Swahili culture is the culture of the Swahili people living on the east coast of Tanzania, Kenya, and Mozambique as well as on the islands in the area, from Zanzibar to Comoros, who speak Swahili as their native language. The Swahili culture was formed in Eastern Africa when Arabic traders established ports along the coast of Kenya, Tanzania and Mozambique. Swahili culture is the product of the complex history of East Africa. It has been influenced by Middle Eastern, Arab, European and Asian cultures. As with the Swahili language, Swahili culture has a Bantu core that has been modified by those foreign influences.
Swahili culture and language began to take form around the 10th century, as a consequence of the highly successful Persians and even greater Arabs creating trading settlements on the East African coast and islands and mixing with the local Bantu people. The period from the 10th to the 15th century in East Africa is often referred to as the "Shirazi Era" as many trading settlements were created by Shirazi Persians. The culture that formed from the interaction between Arabic, Persian and Bantu traditions and habits was further enriched with influences from the Far East as a consequence of long-distance trading routes crossing the Indian Ocean. Beginning in Kenya and Tanzania, the Swahili culture eventually spread to Mozambique.
During the Shirazi Era, several city-states flourished along the African coast and on the islands; some examples are Kilwa, Malindi, Gedi, Pate, Comoros, and Zanzibar. These early Swahili city-states were Muslim, cosmopolitan, and politically independent of each other. They all competed against one another for the best of the African trade business. The chief exports of these cultures were slaves, ebony, gold, ivory, and sandalwood. These city-states began to decline towards the sixteenth century, mainly as a consequence of the Portuguese's advent. Eventually, Swahili trading centers went out of business and commerce between Africa and Asia on the Indian Ocean collapsed.
Aspects of Swahili culture are diverse due to its many origins when it first developed. For example, Swahili cuisine has influences from Indian, Arabic, and European cultures. There are also alterations to certain dishes due to religious reasons. For instance pork is seldom used in food because most of the Swahili are Muslim. Some food items common in everyday lives of the Swahili are fish, tropical fruits, and exotic spices.

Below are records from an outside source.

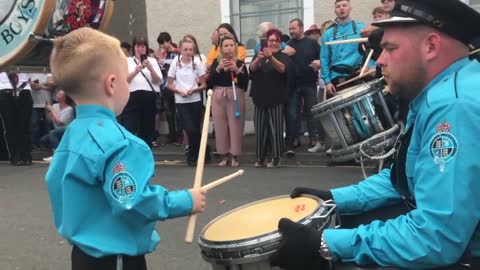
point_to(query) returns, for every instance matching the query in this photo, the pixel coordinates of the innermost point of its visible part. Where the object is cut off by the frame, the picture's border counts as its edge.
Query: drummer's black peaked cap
(452, 17)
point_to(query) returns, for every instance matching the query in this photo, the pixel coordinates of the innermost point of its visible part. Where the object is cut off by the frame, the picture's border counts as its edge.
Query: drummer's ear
(109, 84)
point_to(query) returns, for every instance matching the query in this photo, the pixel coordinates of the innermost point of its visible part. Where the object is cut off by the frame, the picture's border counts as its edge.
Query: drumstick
(356, 78)
(353, 40)
(223, 180)
(474, 52)
(369, 57)
(192, 220)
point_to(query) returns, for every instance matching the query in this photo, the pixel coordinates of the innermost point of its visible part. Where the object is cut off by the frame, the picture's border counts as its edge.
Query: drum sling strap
(398, 177)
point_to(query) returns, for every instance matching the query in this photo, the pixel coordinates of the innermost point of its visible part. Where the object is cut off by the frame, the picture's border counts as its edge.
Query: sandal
(260, 164)
(235, 162)
(223, 163)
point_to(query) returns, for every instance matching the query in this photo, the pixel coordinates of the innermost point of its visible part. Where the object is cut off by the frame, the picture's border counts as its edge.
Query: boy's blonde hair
(80, 58)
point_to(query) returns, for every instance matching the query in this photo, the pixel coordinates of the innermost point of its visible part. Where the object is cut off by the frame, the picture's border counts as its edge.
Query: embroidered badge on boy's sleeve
(123, 187)
(443, 146)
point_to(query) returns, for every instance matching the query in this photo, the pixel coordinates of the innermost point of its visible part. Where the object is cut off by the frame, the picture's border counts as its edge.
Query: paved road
(28, 240)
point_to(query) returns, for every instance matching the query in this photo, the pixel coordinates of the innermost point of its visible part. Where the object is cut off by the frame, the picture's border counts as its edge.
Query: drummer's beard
(409, 84)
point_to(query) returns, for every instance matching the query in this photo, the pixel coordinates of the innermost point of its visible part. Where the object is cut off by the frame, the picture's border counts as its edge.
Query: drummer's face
(401, 62)
(343, 9)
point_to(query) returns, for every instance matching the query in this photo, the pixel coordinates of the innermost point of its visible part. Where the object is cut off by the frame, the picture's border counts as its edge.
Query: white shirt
(186, 79)
(139, 82)
(66, 115)
(5, 81)
(40, 97)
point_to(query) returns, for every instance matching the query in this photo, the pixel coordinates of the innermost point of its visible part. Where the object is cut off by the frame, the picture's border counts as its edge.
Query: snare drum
(22, 52)
(246, 237)
(353, 116)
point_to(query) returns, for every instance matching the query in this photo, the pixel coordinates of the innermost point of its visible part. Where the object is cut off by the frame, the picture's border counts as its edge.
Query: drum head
(258, 218)
(18, 19)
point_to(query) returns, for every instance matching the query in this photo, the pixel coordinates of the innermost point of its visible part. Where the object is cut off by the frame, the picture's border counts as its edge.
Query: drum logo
(123, 187)
(443, 146)
(19, 22)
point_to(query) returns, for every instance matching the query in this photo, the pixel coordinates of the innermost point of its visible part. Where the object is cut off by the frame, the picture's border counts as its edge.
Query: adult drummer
(425, 59)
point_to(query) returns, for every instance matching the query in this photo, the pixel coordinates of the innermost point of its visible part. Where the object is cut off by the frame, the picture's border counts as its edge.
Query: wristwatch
(324, 252)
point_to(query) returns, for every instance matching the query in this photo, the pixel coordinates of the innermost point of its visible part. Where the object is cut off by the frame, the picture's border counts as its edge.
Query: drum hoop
(267, 237)
(328, 105)
(26, 46)
(346, 104)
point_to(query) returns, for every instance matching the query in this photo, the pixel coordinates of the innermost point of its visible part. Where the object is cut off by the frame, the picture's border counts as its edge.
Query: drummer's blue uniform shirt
(99, 191)
(443, 176)
(344, 55)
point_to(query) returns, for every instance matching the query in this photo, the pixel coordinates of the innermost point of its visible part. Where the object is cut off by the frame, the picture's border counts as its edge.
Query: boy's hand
(198, 198)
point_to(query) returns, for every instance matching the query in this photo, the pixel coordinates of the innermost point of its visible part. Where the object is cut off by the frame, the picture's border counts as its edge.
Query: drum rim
(26, 45)
(330, 104)
(267, 237)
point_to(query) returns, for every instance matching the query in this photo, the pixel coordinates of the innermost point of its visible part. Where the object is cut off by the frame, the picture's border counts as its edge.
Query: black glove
(374, 41)
(299, 248)
(322, 194)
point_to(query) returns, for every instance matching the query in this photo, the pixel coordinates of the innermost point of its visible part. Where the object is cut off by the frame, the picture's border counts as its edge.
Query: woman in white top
(185, 79)
(144, 80)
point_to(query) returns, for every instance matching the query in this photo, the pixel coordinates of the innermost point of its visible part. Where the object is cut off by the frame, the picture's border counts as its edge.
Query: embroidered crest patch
(443, 146)
(123, 187)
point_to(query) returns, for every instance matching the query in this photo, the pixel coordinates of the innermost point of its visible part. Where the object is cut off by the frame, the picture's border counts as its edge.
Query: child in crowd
(98, 180)
(186, 79)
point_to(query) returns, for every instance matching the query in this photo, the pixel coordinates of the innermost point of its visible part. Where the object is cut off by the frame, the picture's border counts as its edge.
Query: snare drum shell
(352, 115)
(250, 250)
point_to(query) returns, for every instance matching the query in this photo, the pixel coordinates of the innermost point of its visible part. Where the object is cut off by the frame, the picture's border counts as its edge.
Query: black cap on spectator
(125, 45)
(452, 17)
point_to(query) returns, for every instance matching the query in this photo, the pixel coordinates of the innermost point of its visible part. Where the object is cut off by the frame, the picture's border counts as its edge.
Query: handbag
(159, 102)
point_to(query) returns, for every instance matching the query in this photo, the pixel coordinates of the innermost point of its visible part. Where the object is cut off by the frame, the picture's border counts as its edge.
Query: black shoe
(296, 143)
(18, 163)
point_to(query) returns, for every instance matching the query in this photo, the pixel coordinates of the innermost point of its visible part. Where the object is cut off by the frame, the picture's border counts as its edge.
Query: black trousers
(191, 116)
(138, 117)
(174, 127)
(16, 118)
(269, 131)
(83, 261)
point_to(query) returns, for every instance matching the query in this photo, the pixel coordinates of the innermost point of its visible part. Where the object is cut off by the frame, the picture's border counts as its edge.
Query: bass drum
(25, 25)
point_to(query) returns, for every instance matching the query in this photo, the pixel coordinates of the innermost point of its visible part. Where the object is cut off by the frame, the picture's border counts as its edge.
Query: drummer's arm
(325, 60)
(154, 202)
(374, 192)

Another cultural aspect of the Swahili is their use of arts and crafts. When creating art they expressed themselves through creativity as well as shape and function. Some multicultural influences can be seen in Swahili art, furniture, and architecture. They did not often use designs with images of living beings due to their Muslim heritage. Instead, Swahili designs were primarily geometric.
There were important clothes that are part of their arts and crafts such as the Kanga. The Kanga, which was used as a sling to carry babies, and sometimes fruit on their heads, is not just a rectangular piece of cloth but is an expression of the Swahili culture.

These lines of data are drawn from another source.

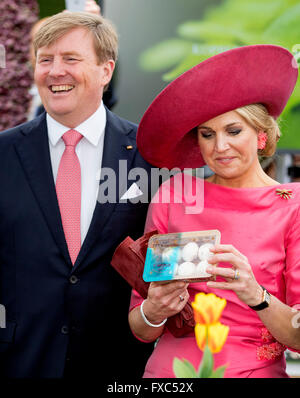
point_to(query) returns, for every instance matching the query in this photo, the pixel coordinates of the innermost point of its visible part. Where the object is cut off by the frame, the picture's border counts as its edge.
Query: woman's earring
(261, 140)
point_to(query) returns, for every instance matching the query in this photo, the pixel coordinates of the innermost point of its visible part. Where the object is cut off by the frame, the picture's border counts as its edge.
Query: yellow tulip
(208, 308)
(213, 335)
(201, 335)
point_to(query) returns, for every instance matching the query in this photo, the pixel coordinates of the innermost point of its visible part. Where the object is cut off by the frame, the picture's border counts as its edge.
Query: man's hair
(103, 32)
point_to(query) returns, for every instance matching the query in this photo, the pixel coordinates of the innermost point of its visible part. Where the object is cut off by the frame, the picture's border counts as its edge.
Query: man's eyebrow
(64, 54)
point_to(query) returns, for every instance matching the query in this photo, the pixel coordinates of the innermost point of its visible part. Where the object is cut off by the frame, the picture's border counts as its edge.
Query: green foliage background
(231, 24)
(50, 7)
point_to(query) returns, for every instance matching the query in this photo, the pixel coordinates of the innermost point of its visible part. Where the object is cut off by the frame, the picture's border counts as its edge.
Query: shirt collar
(92, 128)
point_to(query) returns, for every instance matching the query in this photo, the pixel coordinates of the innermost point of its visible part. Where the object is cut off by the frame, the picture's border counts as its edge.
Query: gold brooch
(284, 193)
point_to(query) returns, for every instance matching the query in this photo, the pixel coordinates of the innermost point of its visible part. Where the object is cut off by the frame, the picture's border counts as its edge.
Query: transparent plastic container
(180, 256)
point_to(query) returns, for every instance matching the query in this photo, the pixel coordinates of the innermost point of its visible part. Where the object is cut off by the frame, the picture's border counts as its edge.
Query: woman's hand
(165, 300)
(239, 278)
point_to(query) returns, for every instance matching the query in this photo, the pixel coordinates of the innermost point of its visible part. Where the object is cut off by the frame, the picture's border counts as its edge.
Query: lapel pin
(284, 193)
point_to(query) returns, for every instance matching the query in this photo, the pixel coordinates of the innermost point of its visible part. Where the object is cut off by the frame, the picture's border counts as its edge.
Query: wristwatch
(265, 301)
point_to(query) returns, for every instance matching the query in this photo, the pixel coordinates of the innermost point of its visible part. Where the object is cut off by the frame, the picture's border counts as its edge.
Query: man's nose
(57, 68)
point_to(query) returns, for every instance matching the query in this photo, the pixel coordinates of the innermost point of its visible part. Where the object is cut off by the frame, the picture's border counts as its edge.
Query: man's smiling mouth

The most typical musical genre of Swahili culture was the taarab (or tarabu), sung in Swahili language with melodies and orchestration are of Arab and Indian influence.
Africanist scholar Jan Knappert considered the translation of Arabic poem Hamziya from the year 1652 to be the earliest Swahili written text. The first literary works date back to the beginning of the 18th century, when all Swahili literature was written in the Arabic script. Starting in the 19th century, missionaries and orientalists introduced the Latin script for writing the Swahili language.